Sales, como siempre tarde, a medio vestir y jurando que mañana no volverá a ocurrir. Y llegas al trabajo dando gracias que lo tienes, pones cara de felicidad y atiendes a los clientes con lo mejor de tus sonrisas, les escuchas y a los que les preguntabas cómo les va la vida ahora les hablas del tiempo y de cómo nos crecen los hijos. Con el rabillo del ojo observas a tu jefe, y tu que estas curtido en mil batallas, sabes que mientras tu sonrisa se queda helada el te recriminará lo mal que vamos y que no cumples unos objetivos imposibles de cumplir.
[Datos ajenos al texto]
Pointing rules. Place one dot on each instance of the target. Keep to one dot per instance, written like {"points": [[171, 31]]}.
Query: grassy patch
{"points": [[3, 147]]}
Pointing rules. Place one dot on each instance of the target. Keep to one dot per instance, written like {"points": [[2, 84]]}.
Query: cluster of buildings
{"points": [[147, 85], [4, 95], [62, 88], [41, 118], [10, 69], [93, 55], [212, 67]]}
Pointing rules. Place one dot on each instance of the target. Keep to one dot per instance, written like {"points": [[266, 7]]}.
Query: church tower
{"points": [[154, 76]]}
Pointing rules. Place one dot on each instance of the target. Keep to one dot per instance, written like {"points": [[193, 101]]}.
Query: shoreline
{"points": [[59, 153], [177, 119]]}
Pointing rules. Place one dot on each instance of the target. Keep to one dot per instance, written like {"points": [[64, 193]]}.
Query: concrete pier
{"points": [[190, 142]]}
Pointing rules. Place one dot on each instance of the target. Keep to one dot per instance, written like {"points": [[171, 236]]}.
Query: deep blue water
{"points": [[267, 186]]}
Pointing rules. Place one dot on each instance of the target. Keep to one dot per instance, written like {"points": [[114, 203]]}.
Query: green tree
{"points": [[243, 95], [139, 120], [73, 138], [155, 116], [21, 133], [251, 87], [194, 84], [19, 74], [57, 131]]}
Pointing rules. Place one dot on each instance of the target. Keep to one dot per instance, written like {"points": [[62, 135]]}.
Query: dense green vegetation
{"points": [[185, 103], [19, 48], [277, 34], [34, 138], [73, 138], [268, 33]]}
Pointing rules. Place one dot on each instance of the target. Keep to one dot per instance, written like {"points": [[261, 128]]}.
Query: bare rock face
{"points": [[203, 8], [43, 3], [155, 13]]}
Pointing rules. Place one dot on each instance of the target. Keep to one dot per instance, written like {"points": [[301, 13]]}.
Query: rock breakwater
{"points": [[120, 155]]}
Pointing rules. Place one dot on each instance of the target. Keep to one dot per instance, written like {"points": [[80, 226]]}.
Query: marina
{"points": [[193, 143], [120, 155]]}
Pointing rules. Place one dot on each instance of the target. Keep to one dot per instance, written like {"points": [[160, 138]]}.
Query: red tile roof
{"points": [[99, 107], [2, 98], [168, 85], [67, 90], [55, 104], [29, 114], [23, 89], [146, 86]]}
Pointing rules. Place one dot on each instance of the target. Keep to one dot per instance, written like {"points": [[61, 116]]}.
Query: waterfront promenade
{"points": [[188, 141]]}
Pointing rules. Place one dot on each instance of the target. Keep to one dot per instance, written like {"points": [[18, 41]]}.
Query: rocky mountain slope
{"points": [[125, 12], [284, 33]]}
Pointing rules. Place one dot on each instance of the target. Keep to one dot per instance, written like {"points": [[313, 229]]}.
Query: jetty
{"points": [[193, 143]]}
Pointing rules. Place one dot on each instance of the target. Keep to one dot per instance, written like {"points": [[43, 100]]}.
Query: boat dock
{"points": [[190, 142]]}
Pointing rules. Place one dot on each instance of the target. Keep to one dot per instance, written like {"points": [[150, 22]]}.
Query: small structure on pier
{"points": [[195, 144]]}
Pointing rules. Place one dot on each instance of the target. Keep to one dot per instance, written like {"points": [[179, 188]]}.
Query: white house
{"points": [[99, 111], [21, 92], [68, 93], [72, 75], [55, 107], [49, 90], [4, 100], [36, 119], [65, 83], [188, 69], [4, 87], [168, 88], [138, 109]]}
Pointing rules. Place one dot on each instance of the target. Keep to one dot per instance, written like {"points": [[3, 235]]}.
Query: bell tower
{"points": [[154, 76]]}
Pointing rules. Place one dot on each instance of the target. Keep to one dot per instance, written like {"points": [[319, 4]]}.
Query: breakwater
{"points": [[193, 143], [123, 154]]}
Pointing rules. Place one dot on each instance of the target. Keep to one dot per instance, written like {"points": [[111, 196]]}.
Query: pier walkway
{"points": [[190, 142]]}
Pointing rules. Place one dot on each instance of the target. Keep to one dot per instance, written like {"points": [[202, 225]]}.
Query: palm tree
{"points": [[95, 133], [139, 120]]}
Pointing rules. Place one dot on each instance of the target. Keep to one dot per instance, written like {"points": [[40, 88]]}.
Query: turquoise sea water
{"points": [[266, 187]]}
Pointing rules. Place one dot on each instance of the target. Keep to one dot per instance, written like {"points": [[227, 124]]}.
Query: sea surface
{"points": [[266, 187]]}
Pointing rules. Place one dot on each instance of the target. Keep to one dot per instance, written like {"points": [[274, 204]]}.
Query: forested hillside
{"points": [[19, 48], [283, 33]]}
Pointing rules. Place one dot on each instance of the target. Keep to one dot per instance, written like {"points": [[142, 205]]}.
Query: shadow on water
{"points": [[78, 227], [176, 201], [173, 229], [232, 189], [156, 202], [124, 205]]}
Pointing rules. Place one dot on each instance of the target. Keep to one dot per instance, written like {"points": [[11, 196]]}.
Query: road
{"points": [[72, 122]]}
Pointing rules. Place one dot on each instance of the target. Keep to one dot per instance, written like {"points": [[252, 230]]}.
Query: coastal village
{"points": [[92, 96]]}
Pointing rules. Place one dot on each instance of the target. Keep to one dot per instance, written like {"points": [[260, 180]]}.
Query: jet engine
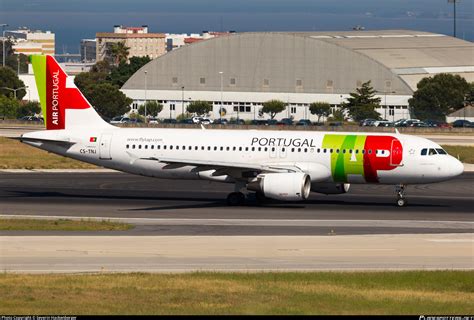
{"points": [[330, 188], [294, 186]]}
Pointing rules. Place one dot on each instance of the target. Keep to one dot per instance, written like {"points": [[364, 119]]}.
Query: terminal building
{"points": [[26, 41], [239, 71], [140, 42]]}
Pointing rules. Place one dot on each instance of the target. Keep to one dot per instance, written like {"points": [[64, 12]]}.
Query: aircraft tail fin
{"points": [[62, 104]]}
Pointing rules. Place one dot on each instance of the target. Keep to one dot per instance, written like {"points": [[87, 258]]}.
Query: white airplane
{"points": [[282, 165]]}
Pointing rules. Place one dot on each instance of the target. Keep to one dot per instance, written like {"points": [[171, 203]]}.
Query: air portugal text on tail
{"points": [[56, 91], [283, 165]]}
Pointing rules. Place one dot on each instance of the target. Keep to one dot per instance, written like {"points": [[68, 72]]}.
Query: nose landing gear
{"points": [[400, 189]]}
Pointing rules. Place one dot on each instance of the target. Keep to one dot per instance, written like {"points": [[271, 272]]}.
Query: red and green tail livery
{"points": [[57, 93], [362, 155]]}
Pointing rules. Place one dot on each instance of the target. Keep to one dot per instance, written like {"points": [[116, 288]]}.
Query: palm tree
{"points": [[119, 52]]}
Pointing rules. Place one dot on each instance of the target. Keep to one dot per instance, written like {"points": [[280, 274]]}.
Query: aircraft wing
{"points": [[202, 165], [64, 143]]}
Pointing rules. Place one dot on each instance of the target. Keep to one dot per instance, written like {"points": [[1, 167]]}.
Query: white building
{"points": [[28, 41]]}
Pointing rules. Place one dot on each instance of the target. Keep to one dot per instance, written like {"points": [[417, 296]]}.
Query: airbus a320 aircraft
{"points": [[282, 165]]}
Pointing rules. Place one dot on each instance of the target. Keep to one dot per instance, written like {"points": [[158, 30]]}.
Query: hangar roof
{"points": [[309, 62]]}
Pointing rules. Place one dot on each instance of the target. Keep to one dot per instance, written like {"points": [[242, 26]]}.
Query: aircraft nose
{"points": [[456, 167]]}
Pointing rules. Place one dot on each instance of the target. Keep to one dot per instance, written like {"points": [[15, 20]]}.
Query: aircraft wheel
{"points": [[401, 202], [236, 199]]}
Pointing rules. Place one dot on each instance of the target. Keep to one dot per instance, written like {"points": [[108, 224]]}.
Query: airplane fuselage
{"points": [[328, 157]]}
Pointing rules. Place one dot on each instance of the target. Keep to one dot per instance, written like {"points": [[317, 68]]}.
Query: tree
{"points": [[337, 115], [273, 107], [120, 74], [29, 108], [438, 96], [8, 107], [152, 108], [321, 109], [362, 103], [119, 52], [199, 107], [108, 100], [102, 66], [9, 79]]}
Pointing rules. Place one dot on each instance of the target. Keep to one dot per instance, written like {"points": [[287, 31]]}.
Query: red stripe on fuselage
{"points": [[372, 162]]}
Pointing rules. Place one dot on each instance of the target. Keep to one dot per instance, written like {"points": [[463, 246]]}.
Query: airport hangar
{"points": [[241, 71]]}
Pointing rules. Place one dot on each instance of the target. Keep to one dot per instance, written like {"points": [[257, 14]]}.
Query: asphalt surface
{"points": [[161, 207], [444, 139]]}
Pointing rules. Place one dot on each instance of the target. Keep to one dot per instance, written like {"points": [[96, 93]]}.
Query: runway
{"points": [[443, 139], [173, 207], [187, 226]]}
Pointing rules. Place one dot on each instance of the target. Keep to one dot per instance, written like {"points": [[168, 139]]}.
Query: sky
{"points": [[73, 20]]}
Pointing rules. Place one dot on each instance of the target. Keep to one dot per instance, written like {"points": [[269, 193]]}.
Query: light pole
{"points": [[3, 25], [222, 85], [385, 102], [454, 16], [145, 92], [182, 100]]}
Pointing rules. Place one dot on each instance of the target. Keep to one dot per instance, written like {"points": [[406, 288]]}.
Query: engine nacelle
{"points": [[292, 186], [330, 188]]}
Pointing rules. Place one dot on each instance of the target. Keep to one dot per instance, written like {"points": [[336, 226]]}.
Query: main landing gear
{"points": [[400, 189], [237, 198]]}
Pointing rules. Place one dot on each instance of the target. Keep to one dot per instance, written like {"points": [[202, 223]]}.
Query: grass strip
{"points": [[412, 292], [61, 225]]}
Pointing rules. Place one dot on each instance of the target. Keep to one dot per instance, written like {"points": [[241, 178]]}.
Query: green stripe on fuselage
{"points": [[345, 163], [39, 69]]}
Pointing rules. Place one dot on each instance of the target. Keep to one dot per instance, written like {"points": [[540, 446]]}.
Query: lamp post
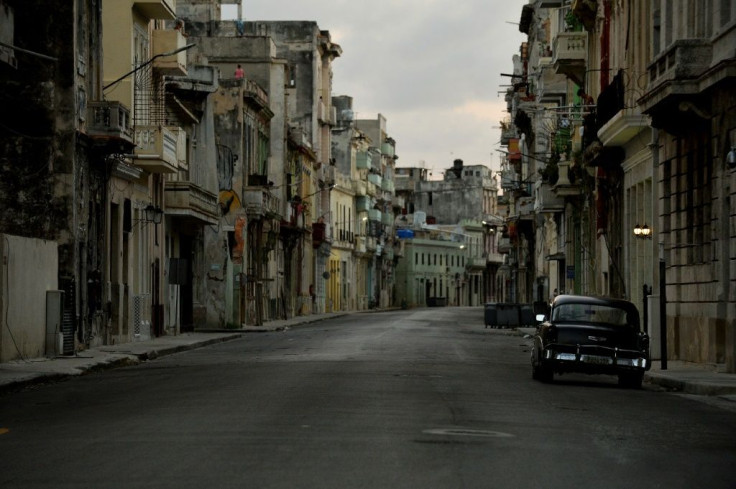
{"points": [[645, 232], [662, 307]]}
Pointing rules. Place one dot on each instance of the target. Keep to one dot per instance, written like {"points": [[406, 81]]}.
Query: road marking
{"points": [[467, 432]]}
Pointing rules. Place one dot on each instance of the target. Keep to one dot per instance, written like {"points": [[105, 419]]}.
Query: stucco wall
{"points": [[29, 268]]}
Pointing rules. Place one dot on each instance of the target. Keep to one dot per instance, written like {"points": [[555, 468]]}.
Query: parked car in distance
{"points": [[591, 335]]}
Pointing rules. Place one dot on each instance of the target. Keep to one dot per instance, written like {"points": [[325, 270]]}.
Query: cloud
{"points": [[432, 68]]}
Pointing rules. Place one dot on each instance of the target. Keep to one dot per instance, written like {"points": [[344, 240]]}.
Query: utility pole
{"points": [[662, 307]]}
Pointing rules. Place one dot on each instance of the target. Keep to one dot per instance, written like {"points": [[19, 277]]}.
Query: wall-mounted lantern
{"points": [[643, 232]]}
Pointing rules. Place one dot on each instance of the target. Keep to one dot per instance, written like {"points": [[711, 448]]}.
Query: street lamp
{"points": [[643, 232], [143, 65]]}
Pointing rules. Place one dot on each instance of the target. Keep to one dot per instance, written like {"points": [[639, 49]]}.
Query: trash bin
{"points": [[526, 315], [508, 315], [490, 315]]}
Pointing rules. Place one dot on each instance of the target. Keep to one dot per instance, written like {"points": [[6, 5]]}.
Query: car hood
{"points": [[598, 335]]}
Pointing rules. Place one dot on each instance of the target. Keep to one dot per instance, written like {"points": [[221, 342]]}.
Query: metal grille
{"points": [[68, 319], [137, 314], [149, 99]]}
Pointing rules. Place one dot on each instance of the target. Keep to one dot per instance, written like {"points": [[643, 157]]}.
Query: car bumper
{"points": [[599, 360]]}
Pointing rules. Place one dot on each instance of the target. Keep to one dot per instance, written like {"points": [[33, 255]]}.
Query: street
{"points": [[421, 398]]}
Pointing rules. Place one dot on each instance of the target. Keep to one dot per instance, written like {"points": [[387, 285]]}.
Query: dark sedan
{"points": [[591, 335]]}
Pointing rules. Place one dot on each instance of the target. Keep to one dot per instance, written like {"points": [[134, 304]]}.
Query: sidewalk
{"points": [[18, 374], [680, 376]]}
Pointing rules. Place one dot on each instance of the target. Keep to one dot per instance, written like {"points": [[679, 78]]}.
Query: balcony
{"points": [[259, 201], [323, 114], [359, 188], [108, 124], [387, 149], [156, 148], [318, 234], [387, 185], [570, 54], [387, 219], [676, 78], [375, 179], [363, 160], [156, 9], [164, 41], [256, 97], [563, 187], [362, 204], [475, 263], [504, 245], [187, 200], [545, 200], [375, 215], [360, 244]]}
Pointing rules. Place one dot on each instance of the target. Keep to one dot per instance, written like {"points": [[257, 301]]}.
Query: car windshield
{"points": [[590, 313]]}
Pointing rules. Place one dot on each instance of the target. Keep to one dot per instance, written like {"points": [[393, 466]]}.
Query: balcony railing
{"points": [[387, 219], [476, 262], [164, 41], [156, 9], [186, 199], [359, 188], [387, 185], [362, 204], [675, 79], [259, 201], [570, 54], [109, 120], [387, 149], [156, 148], [374, 215], [363, 160], [360, 244], [545, 200]]}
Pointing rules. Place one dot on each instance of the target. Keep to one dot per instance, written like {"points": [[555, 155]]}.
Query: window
{"points": [[726, 13], [656, 27]]}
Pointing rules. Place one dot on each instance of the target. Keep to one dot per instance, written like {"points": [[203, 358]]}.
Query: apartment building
{"points": [[631, 186]]}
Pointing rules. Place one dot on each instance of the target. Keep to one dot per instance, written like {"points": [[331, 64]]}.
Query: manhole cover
{"points": [[467, 432]]}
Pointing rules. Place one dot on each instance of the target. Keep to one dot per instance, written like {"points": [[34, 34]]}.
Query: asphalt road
{"points": [[424, 398]]}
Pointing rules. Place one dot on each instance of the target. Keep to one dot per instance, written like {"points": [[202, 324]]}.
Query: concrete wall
{"points": [[29, 268]]}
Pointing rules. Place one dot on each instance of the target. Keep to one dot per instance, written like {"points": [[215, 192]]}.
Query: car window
{"points": [[590, 313]]}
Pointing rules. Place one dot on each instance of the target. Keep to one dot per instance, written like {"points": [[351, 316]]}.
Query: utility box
{"points": [[54, 318]]}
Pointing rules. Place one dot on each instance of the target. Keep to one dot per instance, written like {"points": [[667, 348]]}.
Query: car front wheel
{"points": [[630, 380]]}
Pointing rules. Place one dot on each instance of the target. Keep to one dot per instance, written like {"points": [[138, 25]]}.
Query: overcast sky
{"points": [[431, 67]]}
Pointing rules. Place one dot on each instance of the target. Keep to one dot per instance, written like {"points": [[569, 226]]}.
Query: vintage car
{"points": [[591, 335]]}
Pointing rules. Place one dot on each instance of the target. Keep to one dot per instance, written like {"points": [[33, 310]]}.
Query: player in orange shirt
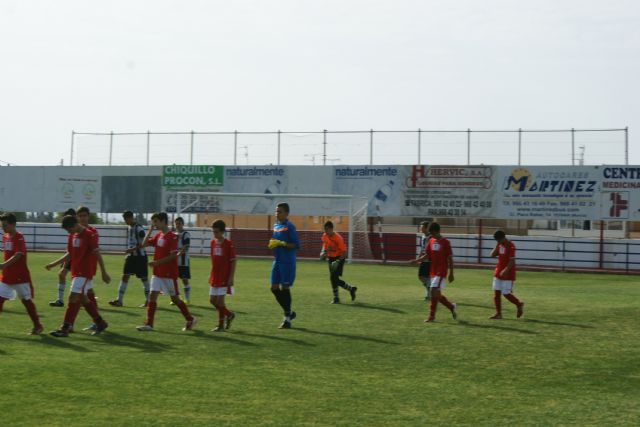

Te faltará al respeto y tú aguantarás porque tienes unos hijos que te abren en canal cada vez que te abrazan y porque sabes que tienes una edad maldita en la que no eres nada si pierdes el empleo.
Trabajarás gratis y de buen humor más de 200 horas al año y dirás que no importa, porque lo que quieres es llegar a fin de mes y ver a tu familia bien; los hijos, por que se lo luchan en sus estudios y tu mujer, porque se lo ha ganado en cada momento que ha estado contigo.
Les explicarás que has llegado tarde por la maldita carabana y por un pedido que llegó a última hora. Te acordarás de aquel café que te tomaste y pensarás que la mayor necesita un portátil para sus estudios y te sientes feliz pensando que un café no va ninguna parte, pero la ilusión de tu hija y la falta merece un esfuerzo.
Llegará la noche, darás un beso a tu mujer y te dormirás pensando en tu equipo y de lo bien que nos vienen los tres puntos conseguidos el domingo. Soñarás con que te haces mayor y con lo bien que van tus hijos en los estudios, con que a ti no te aplicarán el ERE y con esa mujer que tienes a tu lado que no sabes cómo aguanta tus simplezas. Y darás gracias por ello y por la cerveza que tomaste en el bar cuando ganamos el partido.
Alguna vez te preguntarás qué has hecho con tu vida y verás que aquella mujer no es la misma con la que te casaste. Dirás que hemos cambiado y verás en ella las heridas de mil guerras que a tus ojos son hermosura. En tu soledad la abrazarás y cuando no te vean, unas lágrimas te recordarán que no es eso lo que tu querías y te preguntarás si ellos serán capaces de entender que tu fútbol y tu cerveza es una mentira que te permite volver a levantarte cada mañana.